Falling behind 4-1 in the opening set, the 10th seed Spaniard looked nothing like the player who had reached the quarter-finals or better in all five events she had entered before the COVID-19 shutdown.
Having not played a competitive match since February, there was plenty of rust to shake off but Muguruza did that in a hurry. She won seven straight games from her 78th ranked opponent to take the opening set and a 2-0 lead in the second.
Even when Muguruza had the match in control, there were concerning signs about her lack of fitness. A long exchange on match point left the Spaniard gasping for breath as she slumped into her seat.
"I think she was playing very good at the beginning and I started a little bit slow for how well she was playing," said Muguruza.
"I started to feel better, my game came with the flow and rhythm of the match and I managed to play at the end pretty good."
Thiem through to second round after Munar retires
Austrian second seed Dominic Thiem advanced to the second round of the US Open on Tuesday when Spaniard Jaume Munar retired after dropping the first two sets.
Thiem, who reached his third Grand Slam final at this year’s Australian Open where he lost to Novak Djokovic, was leading 7-6(6), 6-3 when Munar ended the match.
Munar came back from 5-3 down in the opener to pull ahead but Thiem held to love to force a tiebreak which he went on to secure on his second set point when he fired down an ace.
After Munar held serve to level the second set at 3-3, Thiem stepped up his game and won 12 of the next 16 points to seize control before the Spaniard retired after one hour, 55 minutes.
Up next for Thiem will be India’s Sumit Nagal, who beat Bradley Klahn 6-1, 6-3, 3-6, 6-1.
Mertens cruises into Round 2
Belgium's 16th seeded Elise Mertens converted all her four break point opportunities in a clinical display to beat German Laura Siegemund 6-2, 6-2.
American Amanda Anisimova, who reached the French Open semi-finals last year, also eased into the second round with a 7-5, 7-5 win over Bulgaria’s Viktoriya Tomova.
Sloane Stephens eases into second round
Sloane Stephens delivered an efficient 6-3, 6-3 win over Mihaela Buzarnescu to advance to the second round of the US Open.
The 2017 champion, seeded 26th this year, smacked a backhand winner on match point to see off the Romanian after an hour and 16 minutes.
Buzarnescu contributed to her own downfall with seven double faults on a humid night on Court 17.
Next up for Stephens is Olga Govortsova, who the American has defeated in both of their career meetings, with Serena Williams looming as a possible opponent in the third round.
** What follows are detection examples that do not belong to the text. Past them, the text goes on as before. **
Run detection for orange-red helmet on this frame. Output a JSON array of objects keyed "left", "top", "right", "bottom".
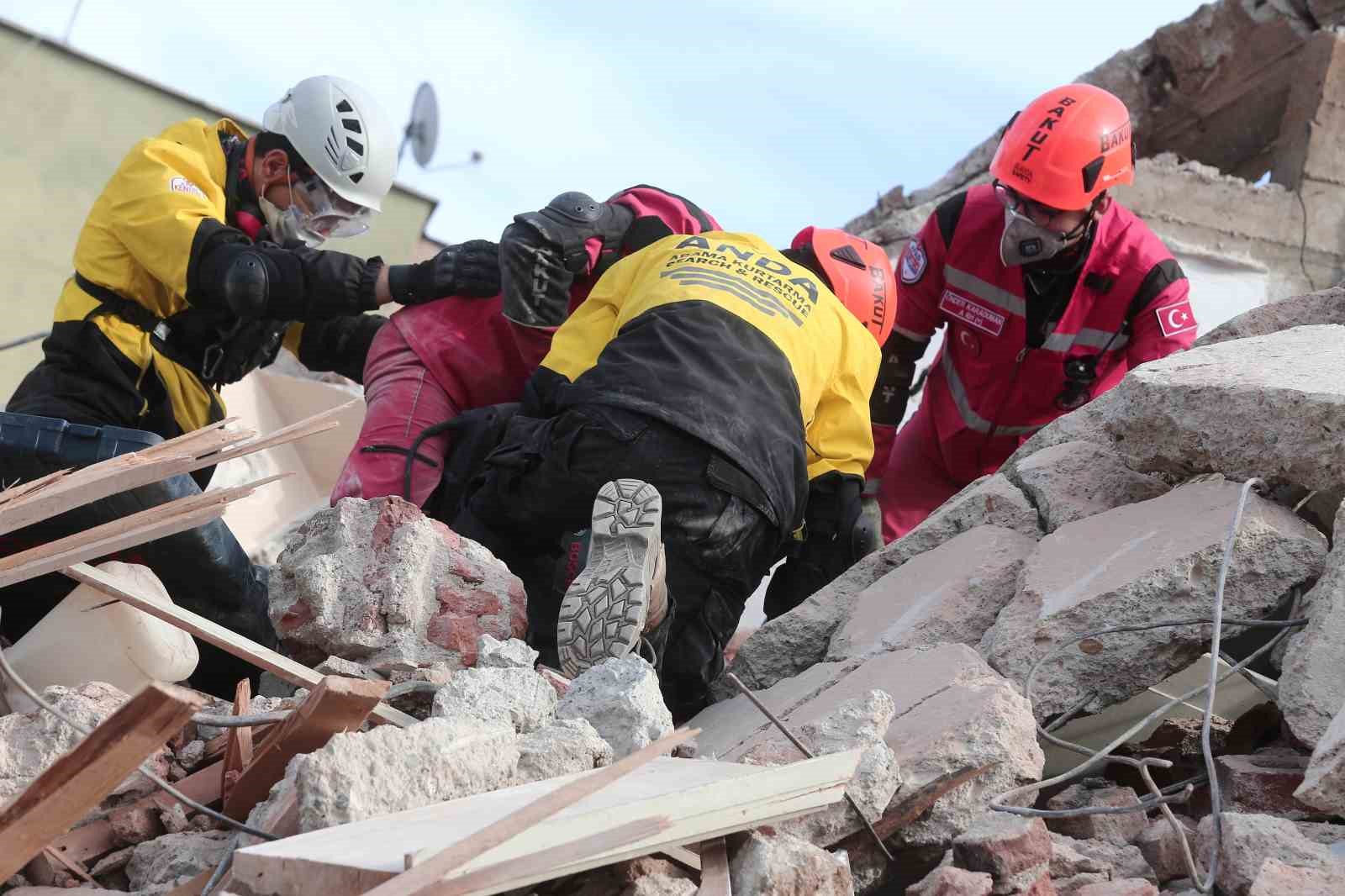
[
  {"left": 789, "top": 228, "right": 897, "bottom": 345},
  {"left": 990, "top": 83, "right": 1135, "bottom": 211}
]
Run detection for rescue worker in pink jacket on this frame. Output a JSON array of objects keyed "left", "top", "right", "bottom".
[
  {"left": 869, "top": 83, "right": 1195, "bottom": 540},
  {"left": 331, "top": 184, "right": 720, "bottom": 520}
]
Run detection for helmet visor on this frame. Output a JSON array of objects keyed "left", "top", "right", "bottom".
[{"left": 291, "top": 173, "right": 374, "bottom": 240}]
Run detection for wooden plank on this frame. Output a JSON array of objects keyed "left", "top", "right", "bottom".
[
  {"left": 62, "top": 564, "right": 419, "bottom": 728},
  {"left": 224, "top": 676, "right": 392, "bottom": 820},
  {"left": 234, "top": 751, "right": 859, "bottom": 896},
  {"left": 659, "top": 846, "right": 701, "bottom": 872},
  {"left": 0, "top": 425, "right": 256, "bottom": 534},
  {"left": 0, "top": 683, "right": 204, "bottom": 880},
  {"left": 40, "top": 763, "right": 224, "bottom": 862},
  {"left": 695, "top": 837, "right": 733, "bottom": 896},
  {"left": 224, "top": 678, "right": 253, "bottom": 804},
  {"left": 425, "top": 815, "right": 672, "bottom": 896},
  {"left": 0, "top": 399, "right": 358, "bottom": 535},
  {"left": 368, "top": 730, "right": 701, "bottom": 896}
]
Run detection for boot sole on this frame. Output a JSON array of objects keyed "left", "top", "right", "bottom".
[{"left": 556, "top": 479, "right": 663, "bottom": 678}]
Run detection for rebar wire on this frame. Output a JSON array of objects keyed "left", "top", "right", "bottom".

Madison Keys makes quick work of Babos to advance
Madison Keys needed just 55 minutes to beat Timea Babos 6-1, 6-1 and advance to the second round of the US Open as the 2017 finalist looks to claim her elusive first Grand Slam title.
The hard-hitting American won 92 per cent of her first serve points and never faced a break point while playing smothering defense against the overmatched Hungarian.
The 25-year-old Keys, who drew comparisons to 23-time Grand Slam champion Serena Williams when she joined the tour in 2009, has been consistently ranked in the top 25 and won five titles.
But the lack of a Grand Slam title has cast a shadow over her career.
She fell to fellow American and friend Sloane Stephens in the final at Flushing Meadows three years ago, her closest brush with Grand Slam glory.
The absence of six of the top 10 women's players at this year's tournament could open the door for the seventh seeded Keys, who will face either Jil Teichmann of Switzerland or Aliona Bolsova of Spain in the second round.
Home favourite Kenin eases into second round
Australian Open champion Sofia Kenin produced a dominant display to dispatch Belgian Yanina Wickmayer 6-2, 6-2 in the opening round of the US Open.
American Kenin, who has lifted two titles in 2020 including her maiden Grand Slam triumph in Melbourne, broke her opponent in the first game to set the tone for the match before claiming the opening set in just 37 minutes.
The 21-year-old started the second set just like the first to take an early lead and went on to serve out the match in clinical fashion.
"I knew I could dominate her," Kenin said. "Today I felt like I couldn't miss a ball. I played really good tennis and I'm proud of myself."
Second seed Kenin will next face either Russian Vera Zvonareva or Canada's Leylah Fernandez.